The trip was taken on the eve of a Supreme Court hearing, at which a judge said he would almost certainly have ordered the child be treated at Princess Margaret Hospital against her parents’ wishes.

Months later, she was dead.

At the opening day of an inquest into her death, counsel assisting the coroner Kate Ellson described how Tamar left the country for El Salvador - her mother's homeland - on the same day as the scheduled court hearing.

When she got there, she was given 'Red Mud' treatment, which involved clay being wrapped around her body.

The inquest was told the Stitts approached Dr Alastair Nuttall in the hours before they were due to go to court to ask him for a fitness to fly certificate for their daughter.

Dr Nuttall said after he was given the background to the case, he signed the certificate, which allowed Tamar to leave the country.

"The family felt they had been corralled into a position of making a desperate decision," Dr Nuttall said.

"The parents clearly felt threatened by (the doctors)."

During a story with Sunday Night program filmed in weeks before her death, Mrs Stitt and her husband said they believed natural medicines and their faith would cure their daughter, despite warnings she would not survive without chemotherapy.

Reporter Rhani Sadler is scheduled to be a witness.

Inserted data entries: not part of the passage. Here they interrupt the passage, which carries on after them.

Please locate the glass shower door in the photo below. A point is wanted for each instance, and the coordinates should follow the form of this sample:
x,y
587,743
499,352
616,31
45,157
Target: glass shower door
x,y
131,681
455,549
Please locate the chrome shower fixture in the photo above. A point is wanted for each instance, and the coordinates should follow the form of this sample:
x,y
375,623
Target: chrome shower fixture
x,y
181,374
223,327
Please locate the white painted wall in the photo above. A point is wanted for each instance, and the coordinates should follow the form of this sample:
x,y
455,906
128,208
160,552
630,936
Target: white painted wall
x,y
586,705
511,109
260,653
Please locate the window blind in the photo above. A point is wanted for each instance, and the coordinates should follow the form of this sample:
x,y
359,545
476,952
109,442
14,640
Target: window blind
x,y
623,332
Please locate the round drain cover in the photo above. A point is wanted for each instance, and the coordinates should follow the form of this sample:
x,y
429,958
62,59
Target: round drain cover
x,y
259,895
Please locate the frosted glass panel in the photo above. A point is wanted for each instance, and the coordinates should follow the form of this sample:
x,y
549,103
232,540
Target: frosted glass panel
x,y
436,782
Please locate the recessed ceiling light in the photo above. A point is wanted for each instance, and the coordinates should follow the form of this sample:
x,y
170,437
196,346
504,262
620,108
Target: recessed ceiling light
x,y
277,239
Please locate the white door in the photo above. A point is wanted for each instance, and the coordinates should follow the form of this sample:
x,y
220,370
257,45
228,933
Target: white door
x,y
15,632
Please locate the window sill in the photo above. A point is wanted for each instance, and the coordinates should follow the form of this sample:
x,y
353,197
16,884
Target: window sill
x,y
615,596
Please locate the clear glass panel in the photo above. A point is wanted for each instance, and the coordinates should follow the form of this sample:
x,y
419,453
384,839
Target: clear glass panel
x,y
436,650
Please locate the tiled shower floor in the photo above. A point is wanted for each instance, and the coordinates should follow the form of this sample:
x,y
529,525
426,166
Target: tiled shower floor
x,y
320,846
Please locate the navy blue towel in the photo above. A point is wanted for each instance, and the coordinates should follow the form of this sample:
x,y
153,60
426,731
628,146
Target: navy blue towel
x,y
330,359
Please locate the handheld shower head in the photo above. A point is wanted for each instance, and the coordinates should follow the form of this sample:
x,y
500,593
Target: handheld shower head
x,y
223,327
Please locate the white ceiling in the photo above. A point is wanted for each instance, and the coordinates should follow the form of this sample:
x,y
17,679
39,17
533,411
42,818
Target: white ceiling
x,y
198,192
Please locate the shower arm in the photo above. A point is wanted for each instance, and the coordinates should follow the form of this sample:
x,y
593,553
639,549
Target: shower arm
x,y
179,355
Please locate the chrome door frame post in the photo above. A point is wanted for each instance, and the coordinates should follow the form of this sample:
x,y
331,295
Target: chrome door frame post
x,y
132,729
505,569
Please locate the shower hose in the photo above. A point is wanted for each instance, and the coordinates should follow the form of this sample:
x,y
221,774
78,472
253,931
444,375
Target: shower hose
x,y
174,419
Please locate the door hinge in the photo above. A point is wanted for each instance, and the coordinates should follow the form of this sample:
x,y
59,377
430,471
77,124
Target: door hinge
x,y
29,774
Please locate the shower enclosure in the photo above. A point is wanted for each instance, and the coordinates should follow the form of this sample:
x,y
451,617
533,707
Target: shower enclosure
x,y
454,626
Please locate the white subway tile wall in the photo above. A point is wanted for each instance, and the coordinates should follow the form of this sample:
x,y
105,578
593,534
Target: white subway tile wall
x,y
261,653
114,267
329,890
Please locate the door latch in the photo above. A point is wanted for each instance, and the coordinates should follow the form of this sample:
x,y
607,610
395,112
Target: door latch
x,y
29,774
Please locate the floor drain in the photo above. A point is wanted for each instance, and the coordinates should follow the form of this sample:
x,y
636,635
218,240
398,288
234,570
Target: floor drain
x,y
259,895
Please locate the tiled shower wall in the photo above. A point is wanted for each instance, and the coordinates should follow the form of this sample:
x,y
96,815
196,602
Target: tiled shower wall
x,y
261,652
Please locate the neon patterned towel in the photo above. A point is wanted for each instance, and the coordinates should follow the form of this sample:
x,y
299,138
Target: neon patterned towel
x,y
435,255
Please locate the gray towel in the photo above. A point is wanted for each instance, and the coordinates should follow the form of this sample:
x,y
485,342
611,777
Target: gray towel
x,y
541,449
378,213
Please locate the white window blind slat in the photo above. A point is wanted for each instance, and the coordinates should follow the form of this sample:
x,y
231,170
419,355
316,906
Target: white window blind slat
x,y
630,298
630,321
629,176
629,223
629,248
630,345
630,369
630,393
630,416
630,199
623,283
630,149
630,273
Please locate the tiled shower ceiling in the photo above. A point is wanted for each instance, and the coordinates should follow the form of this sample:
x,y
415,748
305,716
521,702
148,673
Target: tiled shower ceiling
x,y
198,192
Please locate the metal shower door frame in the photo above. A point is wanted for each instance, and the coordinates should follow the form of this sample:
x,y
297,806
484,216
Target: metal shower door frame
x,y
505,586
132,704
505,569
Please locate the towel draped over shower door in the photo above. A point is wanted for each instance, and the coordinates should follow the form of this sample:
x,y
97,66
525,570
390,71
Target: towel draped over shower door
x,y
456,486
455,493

Sergeant Sharon Powell, who investigated the death for the coroner, revealed that doctors who first saw Tamar became concerned, after Mr Stitt said he would have trouble convincing his wife - who was a healer in her home country - Tamar needed chemotherapy.

Mrs Stitt earlier failed in an application to have the inquest postponed because she had only received confirmation of legal aid funding on Friday.

She and her husband, who separated late last year, are both scheduled to be the last witnesses to give evidence in the three-day inquest.